Your household size and income determine if you’re eligible. As a general rule, you qualify if you make less than 250 percent of the federal poverty level (FPL). Unlike premium tax credits which are available on any plan, CSRs are only available on Silver plans.
(Note: If you're a member of a federally recognized tribe or an Alaska Native Claims Settlement Act Corporation shareholder, you may qualify for additional CSRs.)
9. Prescription drug coverage
Each insurance plan has its own drug formulary, which lists all of the medications the plan covers.
Additionally, some plans create unique out-of-pocket maximums, deductibles, coinsurances, and copayments for prescription drugs. And this coverage often varies by drug tier.
If prescription drug coverage is important to you, pay attention to whether your drug is listed on the plan’s formulary and under which tier it is listed. In general, lower-tier drugs cost less and higher-tier drugs cost more.
10. Provider network
A provider network is a list of medical providers who are contracted by the insurance company to provide care to policyholders. These providers are called “in-network providers”. They include specific doctors, clinics, and hospitals.
Most insurance companies have one network, but some have multiple. When you look at a plan, be sure to check which network it comes with and make sure your preferred providers are covered.
Additionally, there are several different types of networks that determine whether specialist referrals are required and whether out-of-network providers are covered. Here’s a quick overview of the three most common network types:
- Health Maintenance Organizations (HMOs) usually limit coverage to in-network providers only and require a primary care doctor’s referral to see specialists.

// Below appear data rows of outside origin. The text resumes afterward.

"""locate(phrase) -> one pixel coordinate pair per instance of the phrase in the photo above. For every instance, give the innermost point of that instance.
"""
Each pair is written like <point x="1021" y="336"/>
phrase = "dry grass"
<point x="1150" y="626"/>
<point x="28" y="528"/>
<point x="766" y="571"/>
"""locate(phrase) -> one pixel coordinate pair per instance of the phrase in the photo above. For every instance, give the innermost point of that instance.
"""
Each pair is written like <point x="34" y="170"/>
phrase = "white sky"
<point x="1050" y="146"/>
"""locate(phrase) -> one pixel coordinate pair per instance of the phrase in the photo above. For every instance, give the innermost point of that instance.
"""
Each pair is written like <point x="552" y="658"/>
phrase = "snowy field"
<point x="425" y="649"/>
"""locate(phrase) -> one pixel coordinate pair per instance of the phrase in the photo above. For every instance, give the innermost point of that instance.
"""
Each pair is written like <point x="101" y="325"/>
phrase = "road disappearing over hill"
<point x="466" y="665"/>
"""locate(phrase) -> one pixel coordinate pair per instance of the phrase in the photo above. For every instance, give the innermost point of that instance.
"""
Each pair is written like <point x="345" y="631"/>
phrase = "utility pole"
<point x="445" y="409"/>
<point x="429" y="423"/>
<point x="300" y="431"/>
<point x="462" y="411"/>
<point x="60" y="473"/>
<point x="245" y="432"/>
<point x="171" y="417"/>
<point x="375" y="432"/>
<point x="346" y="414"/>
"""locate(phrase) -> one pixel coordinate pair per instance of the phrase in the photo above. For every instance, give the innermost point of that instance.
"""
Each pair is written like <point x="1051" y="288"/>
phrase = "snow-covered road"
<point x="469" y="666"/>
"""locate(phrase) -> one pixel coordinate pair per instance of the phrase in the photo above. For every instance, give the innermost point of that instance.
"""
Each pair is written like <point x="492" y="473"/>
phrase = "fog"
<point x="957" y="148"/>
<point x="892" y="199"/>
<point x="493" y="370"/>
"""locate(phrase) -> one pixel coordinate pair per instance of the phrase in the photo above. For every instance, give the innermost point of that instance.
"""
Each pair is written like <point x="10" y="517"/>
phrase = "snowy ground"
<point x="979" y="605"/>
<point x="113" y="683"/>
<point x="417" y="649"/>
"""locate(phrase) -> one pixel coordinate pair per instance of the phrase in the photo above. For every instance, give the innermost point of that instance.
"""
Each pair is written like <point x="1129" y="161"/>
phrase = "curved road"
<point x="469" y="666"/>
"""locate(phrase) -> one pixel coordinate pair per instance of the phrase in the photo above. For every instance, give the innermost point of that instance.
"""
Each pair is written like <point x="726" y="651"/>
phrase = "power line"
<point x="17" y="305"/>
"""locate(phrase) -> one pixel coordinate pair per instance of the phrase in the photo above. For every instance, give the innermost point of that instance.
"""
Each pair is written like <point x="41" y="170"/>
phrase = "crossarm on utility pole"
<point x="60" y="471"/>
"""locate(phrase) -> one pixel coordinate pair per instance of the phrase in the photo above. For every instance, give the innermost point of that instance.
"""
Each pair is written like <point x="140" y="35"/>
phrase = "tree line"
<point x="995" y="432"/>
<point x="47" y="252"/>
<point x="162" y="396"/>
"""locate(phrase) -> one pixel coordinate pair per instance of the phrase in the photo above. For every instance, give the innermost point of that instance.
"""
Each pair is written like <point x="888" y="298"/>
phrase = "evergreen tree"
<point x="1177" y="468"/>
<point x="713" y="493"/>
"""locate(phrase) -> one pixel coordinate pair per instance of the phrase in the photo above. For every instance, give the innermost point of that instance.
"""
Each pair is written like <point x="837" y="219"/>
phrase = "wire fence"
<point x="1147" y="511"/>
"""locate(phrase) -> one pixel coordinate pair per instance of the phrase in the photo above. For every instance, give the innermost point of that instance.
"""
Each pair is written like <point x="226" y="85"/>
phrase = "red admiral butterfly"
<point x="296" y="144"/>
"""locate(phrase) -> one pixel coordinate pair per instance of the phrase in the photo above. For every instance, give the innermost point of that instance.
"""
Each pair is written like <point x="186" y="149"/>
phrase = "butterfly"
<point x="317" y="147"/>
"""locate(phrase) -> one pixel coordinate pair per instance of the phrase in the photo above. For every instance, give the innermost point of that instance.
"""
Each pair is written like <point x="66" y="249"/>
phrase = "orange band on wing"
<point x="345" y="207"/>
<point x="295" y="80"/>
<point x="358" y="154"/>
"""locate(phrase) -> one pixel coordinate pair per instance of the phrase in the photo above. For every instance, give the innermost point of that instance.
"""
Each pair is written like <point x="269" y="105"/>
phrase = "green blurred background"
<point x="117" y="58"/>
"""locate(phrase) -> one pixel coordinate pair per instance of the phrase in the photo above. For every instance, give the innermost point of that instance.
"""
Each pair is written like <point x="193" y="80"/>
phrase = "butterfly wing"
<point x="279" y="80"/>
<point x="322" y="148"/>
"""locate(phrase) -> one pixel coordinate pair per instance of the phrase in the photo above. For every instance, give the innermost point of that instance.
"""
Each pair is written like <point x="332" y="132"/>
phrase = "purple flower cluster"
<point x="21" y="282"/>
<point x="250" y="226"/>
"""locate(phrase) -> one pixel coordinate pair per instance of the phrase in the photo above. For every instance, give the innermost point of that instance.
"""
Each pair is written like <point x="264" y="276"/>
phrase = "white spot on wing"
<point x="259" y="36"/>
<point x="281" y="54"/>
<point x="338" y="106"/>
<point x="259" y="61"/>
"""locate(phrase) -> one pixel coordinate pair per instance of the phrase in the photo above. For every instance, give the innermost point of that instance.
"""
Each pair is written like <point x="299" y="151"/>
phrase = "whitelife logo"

- Preferred Provider Organizations (PPOs) usually cover a smaller portion of the cost of out-of-network providers and don’t require a primary care doctor’s referral to see specialists.
- Exclusive Provider Organizations (EPOs) usually limit coverage to in-network providers, but don’t require a primary doctor’s referral to see specialists.
11. Health savings account
A health savings account (HSA) is a type of savings account that lets you contribute pre-tax money to cover your out-of-pocket maximum (see #4 above) and deductible (see #5 above) with tax-free dollars.
To contribute to an HSA, you must purchase an HSA-eligible health insurance plan. These plans must meet the copayment, deductible, and out-of-pocket maximum requirements set by the IRS each year.